Il medico confessa che fino a che studiava all’università difficilmente leggeva libri che non fossero inerenti ad i suoi studi e che quindi doveva necessariamente leggere o che trovava, in qualche modo, di ausilio per superare gli esami che doveva sostenere. Quando il neurologo raggiunse i 30 anni si tuffò nell’inimmaginabile mondo della lettura per puro piacere e scoprì con grande stupore che leggere stava migliorando le sue capacità comunicative, che aveva implementato la sua tendenza all’ascolto e che lo aiutava a formulare risposte più perspicaci e articolate ad esempio nelle lunghe riunioni d’équipe in ospedale. Essendo uno studioso della mente, il medico non si fermò solo nell’osservare ciò che gli stava accadendo, ma volle condurre uno studio per capire cosa succedeva all’interno del cervello dell’essere umano quando si cominciava a leggere ovvero in quale modo i libri avessero influenzato la sua mente a livello neurale.

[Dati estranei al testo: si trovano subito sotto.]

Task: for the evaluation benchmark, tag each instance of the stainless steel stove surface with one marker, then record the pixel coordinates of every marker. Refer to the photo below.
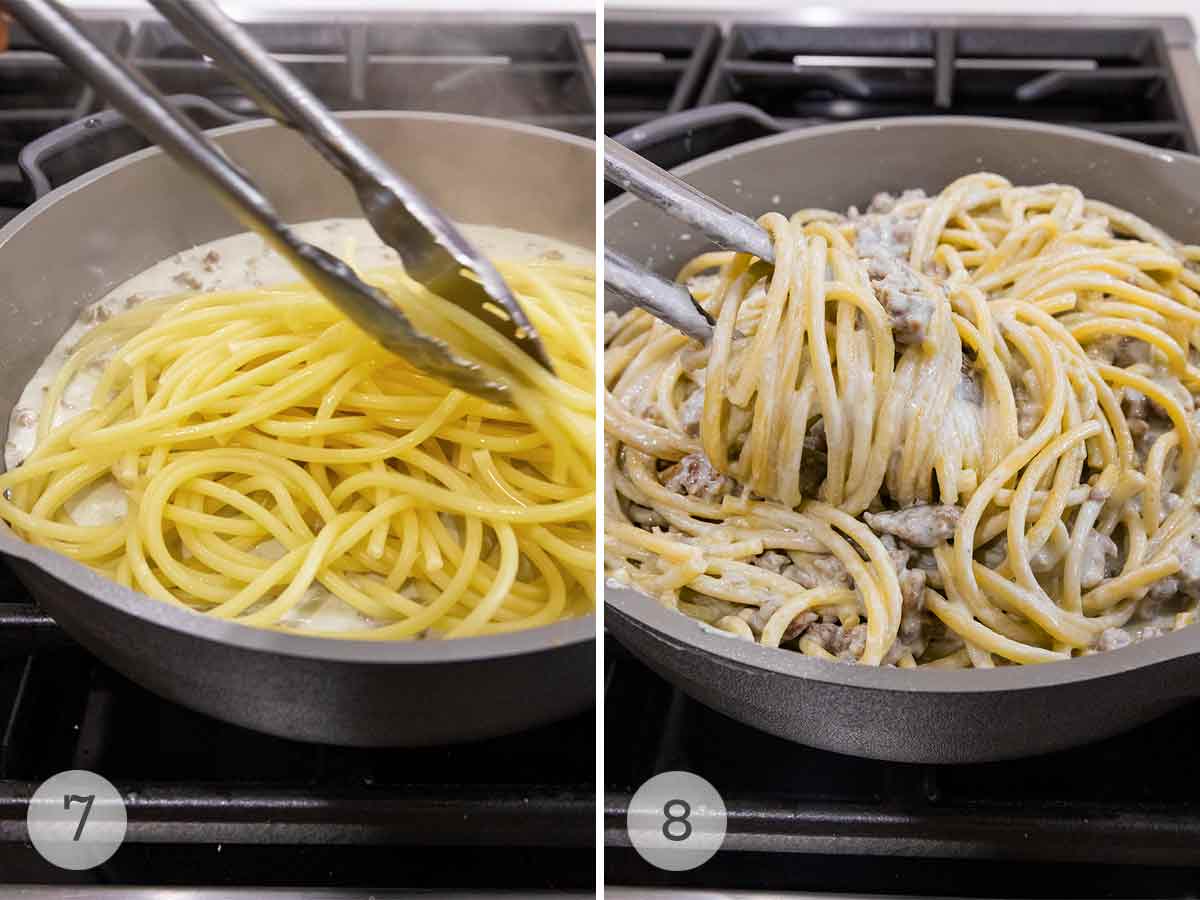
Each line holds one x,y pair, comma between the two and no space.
210,803
1116,819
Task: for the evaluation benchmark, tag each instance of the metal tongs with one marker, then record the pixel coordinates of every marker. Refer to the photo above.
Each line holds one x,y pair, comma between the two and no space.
432,250
670,300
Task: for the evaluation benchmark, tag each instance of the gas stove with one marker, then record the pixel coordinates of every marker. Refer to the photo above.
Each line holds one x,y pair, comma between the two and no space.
1116,819
213,804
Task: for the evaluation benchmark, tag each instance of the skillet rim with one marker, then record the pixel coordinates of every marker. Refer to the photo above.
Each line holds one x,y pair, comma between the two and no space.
682,633
559,635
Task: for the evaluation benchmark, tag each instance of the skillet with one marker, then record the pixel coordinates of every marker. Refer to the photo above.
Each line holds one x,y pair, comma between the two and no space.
927,717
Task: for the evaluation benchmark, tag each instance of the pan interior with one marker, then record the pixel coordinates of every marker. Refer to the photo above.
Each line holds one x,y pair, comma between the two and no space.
90,235
834,167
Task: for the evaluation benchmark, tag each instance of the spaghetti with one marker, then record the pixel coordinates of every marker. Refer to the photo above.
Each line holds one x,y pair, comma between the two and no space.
951,431
269,460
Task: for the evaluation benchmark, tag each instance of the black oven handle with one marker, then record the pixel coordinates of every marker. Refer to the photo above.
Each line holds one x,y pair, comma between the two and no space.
34,156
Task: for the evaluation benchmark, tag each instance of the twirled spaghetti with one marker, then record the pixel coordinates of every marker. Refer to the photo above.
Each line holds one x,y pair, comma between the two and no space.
949,431
269,460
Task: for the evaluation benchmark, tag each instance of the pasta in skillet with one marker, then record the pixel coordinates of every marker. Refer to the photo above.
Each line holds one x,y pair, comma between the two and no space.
948,431
251,455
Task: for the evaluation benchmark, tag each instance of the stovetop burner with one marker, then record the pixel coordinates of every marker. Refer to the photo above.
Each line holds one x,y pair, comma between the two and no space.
211,803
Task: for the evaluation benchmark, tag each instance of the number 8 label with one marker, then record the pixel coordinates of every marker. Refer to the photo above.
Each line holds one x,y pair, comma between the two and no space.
682,819
676,821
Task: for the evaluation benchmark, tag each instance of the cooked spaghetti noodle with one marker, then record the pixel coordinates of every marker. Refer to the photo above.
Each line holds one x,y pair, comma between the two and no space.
951,431
268,455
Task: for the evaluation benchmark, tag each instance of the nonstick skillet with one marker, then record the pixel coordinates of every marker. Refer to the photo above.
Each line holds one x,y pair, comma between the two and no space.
79,241
930,717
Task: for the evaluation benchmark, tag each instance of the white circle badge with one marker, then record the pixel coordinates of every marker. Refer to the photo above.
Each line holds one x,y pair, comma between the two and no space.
676,821
76,820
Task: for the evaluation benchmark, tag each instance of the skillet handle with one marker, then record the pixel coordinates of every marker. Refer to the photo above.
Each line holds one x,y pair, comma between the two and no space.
95,139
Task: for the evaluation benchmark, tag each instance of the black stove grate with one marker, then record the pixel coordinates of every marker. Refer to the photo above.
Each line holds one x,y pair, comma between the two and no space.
531,72
652,70
1116,819
1113,79
202,787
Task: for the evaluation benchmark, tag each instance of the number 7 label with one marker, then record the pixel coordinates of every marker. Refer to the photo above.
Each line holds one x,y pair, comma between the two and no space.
69,798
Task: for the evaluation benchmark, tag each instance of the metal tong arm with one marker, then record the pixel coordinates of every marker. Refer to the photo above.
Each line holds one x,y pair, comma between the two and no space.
666,300
725,227
141,103
415,223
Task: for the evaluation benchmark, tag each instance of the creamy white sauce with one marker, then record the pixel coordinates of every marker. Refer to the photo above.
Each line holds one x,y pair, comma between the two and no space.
235,263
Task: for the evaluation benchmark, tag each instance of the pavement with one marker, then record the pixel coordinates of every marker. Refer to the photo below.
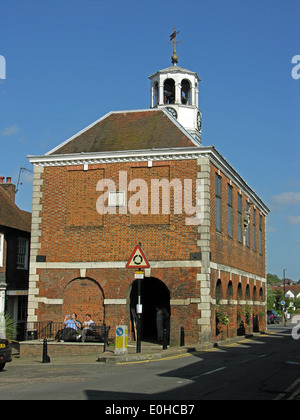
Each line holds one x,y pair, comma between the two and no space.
149,351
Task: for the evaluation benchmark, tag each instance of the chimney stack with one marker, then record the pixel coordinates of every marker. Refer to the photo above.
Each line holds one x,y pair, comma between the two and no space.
8,187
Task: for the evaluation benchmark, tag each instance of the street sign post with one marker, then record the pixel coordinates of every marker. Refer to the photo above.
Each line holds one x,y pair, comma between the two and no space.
138,261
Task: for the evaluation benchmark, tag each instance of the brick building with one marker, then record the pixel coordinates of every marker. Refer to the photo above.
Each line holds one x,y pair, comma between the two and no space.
15,226
143,177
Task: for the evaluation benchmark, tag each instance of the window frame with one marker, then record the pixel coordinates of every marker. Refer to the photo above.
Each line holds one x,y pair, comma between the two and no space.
22,254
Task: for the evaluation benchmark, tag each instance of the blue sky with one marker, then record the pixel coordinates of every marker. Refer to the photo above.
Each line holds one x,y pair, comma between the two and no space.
69,62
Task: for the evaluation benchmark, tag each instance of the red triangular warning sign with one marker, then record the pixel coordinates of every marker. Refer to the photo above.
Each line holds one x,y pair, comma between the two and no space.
137,259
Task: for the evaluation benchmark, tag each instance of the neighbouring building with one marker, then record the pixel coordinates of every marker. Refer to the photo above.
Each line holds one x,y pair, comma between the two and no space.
15,227
144,177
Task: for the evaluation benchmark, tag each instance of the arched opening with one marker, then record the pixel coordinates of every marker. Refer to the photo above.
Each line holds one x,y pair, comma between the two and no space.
153,293
82,296
239,292
254,297
230,290
156,94
247,294
169,91
218,293
185,92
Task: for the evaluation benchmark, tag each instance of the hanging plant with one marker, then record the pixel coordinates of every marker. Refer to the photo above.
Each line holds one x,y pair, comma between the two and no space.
222,316
240,315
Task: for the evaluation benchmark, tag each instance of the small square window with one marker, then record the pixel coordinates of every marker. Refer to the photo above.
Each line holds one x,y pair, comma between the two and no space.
116,198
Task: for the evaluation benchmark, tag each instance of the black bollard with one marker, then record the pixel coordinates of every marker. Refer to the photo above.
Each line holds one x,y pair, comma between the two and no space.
46,358
165,339
182,336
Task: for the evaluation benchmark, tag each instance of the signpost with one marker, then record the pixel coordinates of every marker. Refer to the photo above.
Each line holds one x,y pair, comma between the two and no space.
138,261
121,339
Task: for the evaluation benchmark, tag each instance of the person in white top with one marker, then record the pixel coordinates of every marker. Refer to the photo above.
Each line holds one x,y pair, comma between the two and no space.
88,326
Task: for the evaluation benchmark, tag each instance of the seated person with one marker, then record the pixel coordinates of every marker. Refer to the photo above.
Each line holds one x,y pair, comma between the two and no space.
88,326
71,325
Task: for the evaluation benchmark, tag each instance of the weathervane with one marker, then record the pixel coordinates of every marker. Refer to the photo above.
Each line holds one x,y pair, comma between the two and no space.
173,39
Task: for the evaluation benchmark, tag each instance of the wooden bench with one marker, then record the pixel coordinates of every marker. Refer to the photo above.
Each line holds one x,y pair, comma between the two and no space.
99,334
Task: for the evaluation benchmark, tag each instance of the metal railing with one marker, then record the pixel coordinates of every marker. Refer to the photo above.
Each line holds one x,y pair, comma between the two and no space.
43,329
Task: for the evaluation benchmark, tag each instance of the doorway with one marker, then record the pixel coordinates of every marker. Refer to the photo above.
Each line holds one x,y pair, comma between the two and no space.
153,293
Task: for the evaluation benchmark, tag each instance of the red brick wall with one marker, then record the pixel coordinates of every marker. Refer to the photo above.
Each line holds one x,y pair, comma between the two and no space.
109,237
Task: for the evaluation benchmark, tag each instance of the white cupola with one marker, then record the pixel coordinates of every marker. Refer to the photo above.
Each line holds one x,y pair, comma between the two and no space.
176,89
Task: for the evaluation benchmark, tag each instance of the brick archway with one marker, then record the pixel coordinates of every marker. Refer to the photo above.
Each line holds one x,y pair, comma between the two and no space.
84,295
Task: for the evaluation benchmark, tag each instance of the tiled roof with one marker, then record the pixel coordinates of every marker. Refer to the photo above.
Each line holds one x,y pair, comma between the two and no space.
10,214
128,130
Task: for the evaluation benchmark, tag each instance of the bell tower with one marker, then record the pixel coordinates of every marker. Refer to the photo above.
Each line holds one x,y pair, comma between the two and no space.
177,89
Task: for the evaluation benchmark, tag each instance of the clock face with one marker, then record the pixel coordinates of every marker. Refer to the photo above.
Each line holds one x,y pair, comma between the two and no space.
199,121
172,111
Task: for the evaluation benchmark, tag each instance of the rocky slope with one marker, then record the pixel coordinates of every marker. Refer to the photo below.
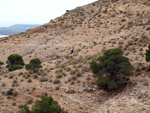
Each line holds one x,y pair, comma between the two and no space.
90,29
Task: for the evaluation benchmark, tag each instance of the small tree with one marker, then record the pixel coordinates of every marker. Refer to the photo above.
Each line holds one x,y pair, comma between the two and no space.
1,63
14,62
147,58
34,65
111,69
45,105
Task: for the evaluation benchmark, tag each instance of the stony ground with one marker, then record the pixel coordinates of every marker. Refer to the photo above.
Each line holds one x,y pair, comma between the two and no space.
90,29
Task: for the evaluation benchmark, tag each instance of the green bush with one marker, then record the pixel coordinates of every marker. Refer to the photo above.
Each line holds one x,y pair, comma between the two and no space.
147,54
14,62
34,65
45,105
15,67
112,69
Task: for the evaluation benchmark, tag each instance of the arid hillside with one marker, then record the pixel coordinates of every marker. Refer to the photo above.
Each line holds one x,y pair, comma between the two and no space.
90,30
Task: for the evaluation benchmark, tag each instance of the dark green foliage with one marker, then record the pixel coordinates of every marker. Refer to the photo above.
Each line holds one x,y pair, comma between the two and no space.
45,105
147,54
34,65
112,69
14,62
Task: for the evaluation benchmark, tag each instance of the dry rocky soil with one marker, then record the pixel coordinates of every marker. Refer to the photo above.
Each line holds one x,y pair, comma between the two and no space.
90,29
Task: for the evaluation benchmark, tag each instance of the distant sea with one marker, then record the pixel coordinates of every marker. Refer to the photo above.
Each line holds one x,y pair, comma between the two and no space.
2,36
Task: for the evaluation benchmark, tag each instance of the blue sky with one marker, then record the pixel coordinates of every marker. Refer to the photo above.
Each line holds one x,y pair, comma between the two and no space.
35,11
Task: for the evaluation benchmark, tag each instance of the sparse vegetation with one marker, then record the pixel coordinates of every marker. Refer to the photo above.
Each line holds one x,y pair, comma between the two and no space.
45,105
14,62
34,65
147,54
112,69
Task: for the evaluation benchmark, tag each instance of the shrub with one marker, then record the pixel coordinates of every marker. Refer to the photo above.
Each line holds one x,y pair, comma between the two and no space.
14,62
34,65
112,69
56,81
1,63
45,105
15,67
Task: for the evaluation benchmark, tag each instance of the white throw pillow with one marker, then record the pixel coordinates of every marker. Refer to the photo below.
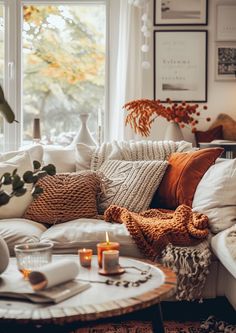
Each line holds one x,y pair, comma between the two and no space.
17,205
91,158
130,184
62,158
215,195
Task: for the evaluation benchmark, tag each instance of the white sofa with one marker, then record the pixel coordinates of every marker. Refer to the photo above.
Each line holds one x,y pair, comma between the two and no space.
86,233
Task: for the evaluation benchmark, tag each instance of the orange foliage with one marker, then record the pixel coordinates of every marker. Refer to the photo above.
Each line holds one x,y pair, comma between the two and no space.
143,112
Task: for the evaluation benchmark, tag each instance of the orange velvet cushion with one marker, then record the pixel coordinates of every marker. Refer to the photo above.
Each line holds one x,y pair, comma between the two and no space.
65,197
184,172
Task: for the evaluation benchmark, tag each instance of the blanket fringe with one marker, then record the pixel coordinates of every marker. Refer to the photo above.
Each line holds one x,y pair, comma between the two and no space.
191,265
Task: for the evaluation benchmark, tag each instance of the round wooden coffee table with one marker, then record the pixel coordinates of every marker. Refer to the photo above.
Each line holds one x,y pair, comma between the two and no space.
98,303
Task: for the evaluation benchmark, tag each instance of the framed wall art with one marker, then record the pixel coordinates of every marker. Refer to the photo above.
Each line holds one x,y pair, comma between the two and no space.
226,23
225,61
180,12
180,65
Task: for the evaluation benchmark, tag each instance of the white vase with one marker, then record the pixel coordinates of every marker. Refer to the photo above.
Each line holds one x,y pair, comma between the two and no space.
173,132
4,255
84,135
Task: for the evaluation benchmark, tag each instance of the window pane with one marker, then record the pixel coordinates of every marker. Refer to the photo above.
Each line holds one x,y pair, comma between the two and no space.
1,70
63,68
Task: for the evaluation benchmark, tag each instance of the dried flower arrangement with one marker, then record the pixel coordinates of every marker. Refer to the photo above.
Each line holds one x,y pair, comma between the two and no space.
143,112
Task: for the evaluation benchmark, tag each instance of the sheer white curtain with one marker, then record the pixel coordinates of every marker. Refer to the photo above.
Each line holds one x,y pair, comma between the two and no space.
125,73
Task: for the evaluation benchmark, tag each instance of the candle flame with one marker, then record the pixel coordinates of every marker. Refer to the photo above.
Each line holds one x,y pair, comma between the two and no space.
107,238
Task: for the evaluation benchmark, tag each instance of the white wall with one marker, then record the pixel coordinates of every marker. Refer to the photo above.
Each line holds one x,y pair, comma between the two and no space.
221,94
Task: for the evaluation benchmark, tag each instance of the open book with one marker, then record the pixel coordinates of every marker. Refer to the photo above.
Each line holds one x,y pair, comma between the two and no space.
23,290
223,142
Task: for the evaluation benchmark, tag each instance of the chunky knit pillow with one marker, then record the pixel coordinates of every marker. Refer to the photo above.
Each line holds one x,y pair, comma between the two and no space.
130,184
65,197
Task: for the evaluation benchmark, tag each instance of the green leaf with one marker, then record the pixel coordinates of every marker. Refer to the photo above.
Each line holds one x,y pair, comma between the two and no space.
28,177
17,183
20,191
6,179
37,165
37,191
4,198
41,174
50,169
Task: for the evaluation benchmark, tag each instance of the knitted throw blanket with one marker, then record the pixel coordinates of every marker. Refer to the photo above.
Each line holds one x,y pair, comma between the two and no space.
136,151
172,237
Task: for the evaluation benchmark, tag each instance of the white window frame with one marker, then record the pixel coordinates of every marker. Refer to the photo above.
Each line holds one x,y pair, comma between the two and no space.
13,133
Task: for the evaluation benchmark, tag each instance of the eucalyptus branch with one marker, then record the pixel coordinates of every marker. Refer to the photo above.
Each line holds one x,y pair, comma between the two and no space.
18,183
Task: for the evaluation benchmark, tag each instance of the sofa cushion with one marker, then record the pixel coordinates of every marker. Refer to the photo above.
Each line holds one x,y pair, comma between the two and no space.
91,158
62,158
215,195
18,230
86,233
17,205
219,247
65,197
181,179
130,184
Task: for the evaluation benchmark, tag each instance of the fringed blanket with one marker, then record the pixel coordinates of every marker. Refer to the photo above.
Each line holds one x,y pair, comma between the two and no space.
173,238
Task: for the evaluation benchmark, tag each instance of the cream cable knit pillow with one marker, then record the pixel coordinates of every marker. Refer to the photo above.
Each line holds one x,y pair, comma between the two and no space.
130,184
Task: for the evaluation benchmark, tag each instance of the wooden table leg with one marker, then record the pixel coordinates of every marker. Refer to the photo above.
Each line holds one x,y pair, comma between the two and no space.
157,319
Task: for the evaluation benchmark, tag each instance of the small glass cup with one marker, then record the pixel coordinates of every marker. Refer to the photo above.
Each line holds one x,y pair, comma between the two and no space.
31,256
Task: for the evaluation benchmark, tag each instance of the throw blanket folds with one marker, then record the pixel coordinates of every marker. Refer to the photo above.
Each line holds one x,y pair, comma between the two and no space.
174,237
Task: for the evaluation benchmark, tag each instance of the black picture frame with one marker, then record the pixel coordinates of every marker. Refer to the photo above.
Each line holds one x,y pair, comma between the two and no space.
225,61
180,65
164,16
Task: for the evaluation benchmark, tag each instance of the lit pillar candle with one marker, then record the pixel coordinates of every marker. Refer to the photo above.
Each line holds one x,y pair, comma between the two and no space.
85,256
105,247
110,261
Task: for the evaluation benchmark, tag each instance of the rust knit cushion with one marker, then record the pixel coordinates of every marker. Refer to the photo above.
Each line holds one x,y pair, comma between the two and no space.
181,179
65,197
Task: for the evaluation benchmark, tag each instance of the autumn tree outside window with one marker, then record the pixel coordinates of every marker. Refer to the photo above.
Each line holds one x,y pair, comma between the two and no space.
62,69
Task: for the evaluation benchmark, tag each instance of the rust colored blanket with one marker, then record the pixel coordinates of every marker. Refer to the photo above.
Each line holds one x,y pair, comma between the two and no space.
154,229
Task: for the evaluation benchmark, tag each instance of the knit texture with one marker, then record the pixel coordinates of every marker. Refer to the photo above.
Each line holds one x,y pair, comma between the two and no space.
135,151
65,197
154,229
176,239
130,184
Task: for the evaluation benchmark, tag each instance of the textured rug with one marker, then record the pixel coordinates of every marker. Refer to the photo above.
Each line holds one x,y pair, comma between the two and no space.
211,325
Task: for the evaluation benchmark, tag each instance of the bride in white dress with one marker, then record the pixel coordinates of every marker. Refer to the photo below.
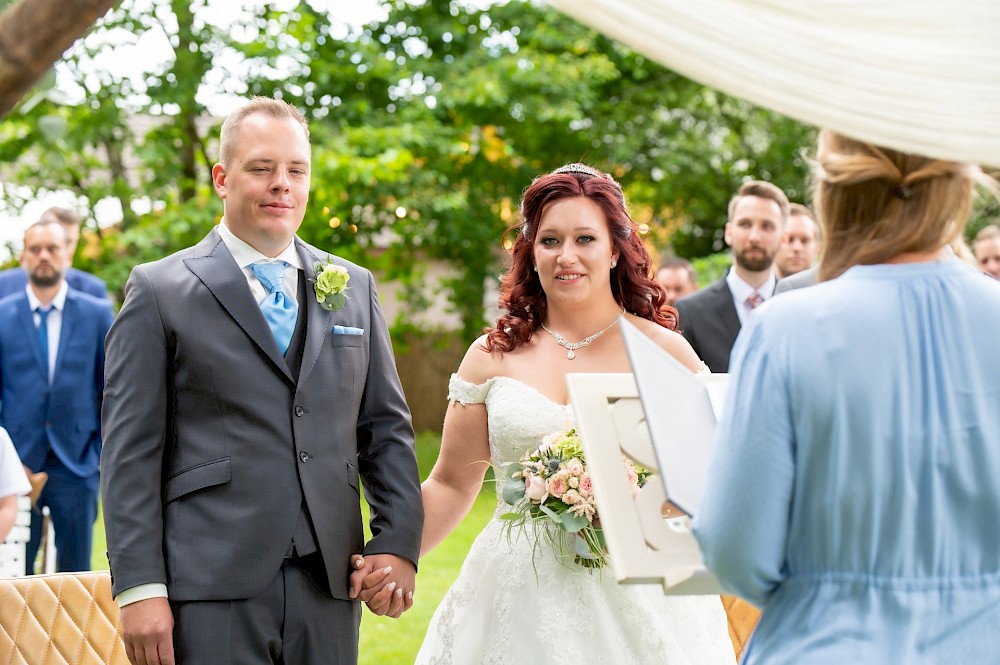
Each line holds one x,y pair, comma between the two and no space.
578,266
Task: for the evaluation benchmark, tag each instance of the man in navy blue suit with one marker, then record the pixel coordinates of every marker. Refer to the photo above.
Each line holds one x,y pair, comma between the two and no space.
15,279
51,383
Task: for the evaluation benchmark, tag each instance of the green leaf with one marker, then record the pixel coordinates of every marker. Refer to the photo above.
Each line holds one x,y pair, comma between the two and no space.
573,523
513,491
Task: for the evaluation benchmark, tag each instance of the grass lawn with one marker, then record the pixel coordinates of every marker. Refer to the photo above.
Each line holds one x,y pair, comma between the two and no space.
397,641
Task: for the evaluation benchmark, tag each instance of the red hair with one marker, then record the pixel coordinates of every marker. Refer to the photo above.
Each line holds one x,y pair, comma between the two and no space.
521,293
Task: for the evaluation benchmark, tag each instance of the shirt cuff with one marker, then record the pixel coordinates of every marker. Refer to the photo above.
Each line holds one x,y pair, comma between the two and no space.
141,592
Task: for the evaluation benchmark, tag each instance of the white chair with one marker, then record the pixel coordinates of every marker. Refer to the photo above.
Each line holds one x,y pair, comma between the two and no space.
643,546
12,550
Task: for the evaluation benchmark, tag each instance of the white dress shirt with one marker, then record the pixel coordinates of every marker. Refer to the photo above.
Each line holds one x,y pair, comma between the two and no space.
53,323
246,255
741,291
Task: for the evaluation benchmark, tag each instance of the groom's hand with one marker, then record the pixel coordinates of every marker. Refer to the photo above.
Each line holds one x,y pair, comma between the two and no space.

Per dar risposta a questi suoi interrogativi, nel 2013, Mark McLaughlin ha condotto uno studio presso la sua università Emory, per vedere come la lettura potesse influenzare le aree del cervello deputate ad esempio alla comunicazione. I soggetti volontari che si sottoposero all’esperimento ricevettero il compito di leggere alcuni stralci di un romando per nove notti consecutive. Una volta sottoposti a risonanza magnetica effettuata la decima mattina dell’esperimento, si evidenziò un significativo aumento della connettività nella corteccia temporale sinistra, cioè nell’area del cervello deputata alla recettività del linguaggio. L’elemento sconcertante fu che il rafforzamento nell’elaborazione del linguaggio si manifestava anche se i volontari non stavano leggendo, ovvero, era come se, per dirlo con le parole del neuroscienziato che seguì lo studio, il Dr. Berns, questa maggiore connettività era come se fosse una “memoria muscolare”. Ora si immagini quanto queste connessioni si rafforzerebbero se leggessimo tutte le notti!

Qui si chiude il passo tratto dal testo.